Croc kills again: Sixth fatal attack in a year near Bhitarkanika

The national park in Odisha is home to over 1,700 saltwater crocodiles
Croc kills again: Sixth fatal attack in a year near Bhitarkanika

A 45-year-old fisher was killed by a crocodile June 12, 2021 in a creek near her village, Vekta around Bhitarkanika National Park in Odisha’s Kendrapara district. Umarani Parida was fishing along with locals when she was dragged away by the reptile. Her half-eaten body was found in River Patasala on June 13.

“The incident happened around 5.30 pm. Some villagers raised an alarm and tried to save her. But the crocodile dragged her into deep water,” said Ashalata Mandal, a villager.

This was the sixth fatal crocodile attack near Bhitarkanika in 12 months.  

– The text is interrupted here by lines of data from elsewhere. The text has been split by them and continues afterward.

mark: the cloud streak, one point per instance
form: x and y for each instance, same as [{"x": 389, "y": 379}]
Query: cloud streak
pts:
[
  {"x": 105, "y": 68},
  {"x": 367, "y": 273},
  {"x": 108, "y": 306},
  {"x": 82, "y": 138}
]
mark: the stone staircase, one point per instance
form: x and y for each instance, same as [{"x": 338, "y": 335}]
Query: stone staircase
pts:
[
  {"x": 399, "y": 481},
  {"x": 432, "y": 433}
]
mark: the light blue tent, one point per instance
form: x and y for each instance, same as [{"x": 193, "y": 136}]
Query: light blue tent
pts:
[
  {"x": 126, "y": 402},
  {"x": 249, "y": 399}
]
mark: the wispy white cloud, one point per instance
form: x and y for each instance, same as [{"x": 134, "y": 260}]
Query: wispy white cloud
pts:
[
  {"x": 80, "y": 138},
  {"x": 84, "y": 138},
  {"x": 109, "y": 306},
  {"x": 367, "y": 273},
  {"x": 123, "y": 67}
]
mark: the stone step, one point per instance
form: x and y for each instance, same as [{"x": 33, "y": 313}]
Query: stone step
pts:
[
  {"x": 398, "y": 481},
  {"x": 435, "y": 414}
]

Bhitarkanika, a vast tract of forest and saltwater swamp, is home to around 1,768 saltwater crocodiles, according to this year's reptile census. “In the recent months, many crocodiles strayed out of the park areas and entered the rivers, creeks and other water bodies near the park areas for laying eggs on the river banks and bushes,” said Bikash Ranjan Dash, divisional forest officer of the park.

He added that the family of the crocodile victims will be given a compensation of Rs 4 lakh.

The forest department has imposed a three-month ban from May 1 to July 31 on entering Bhitarkanika during the mating and nesting seasons of these crocodiles. But many locals illegally enter the forest areas to collect honey, wood, fish and crab. “The reptiles get disturbed by this and attack them,” informed forest officials.

The department has erected barricades on the banks of about 50 ponds and rivers in the park and its nearby areas to prevent the crocodiles from attacking human beings. 

“We also warned riverside villagers not to enter rivers, creeks and other water bodies of Bhitarkanika and its nearby areas as they are infested with many ferocious estuarine crocodiles,” the forest officer added.

The exact number of crocodile attacks is unavailable in the forest department. But locals believe that at least six to ten persons are killed or maimed by crocodiles each year. “Most of the cases are not reported. People just go missing,” said Alekha Jena, a former MLA of Rajnagar, one of the areas hit hardest by crocodile attacks.

In 1975, the ministry of forest and environment, in collaboration with the United Nations Development Programme, had started a crocodile breeding and rearing project in Dangamala within the Bhitarkanika Nationa Park. The area’s crocodile population started increasing ever since.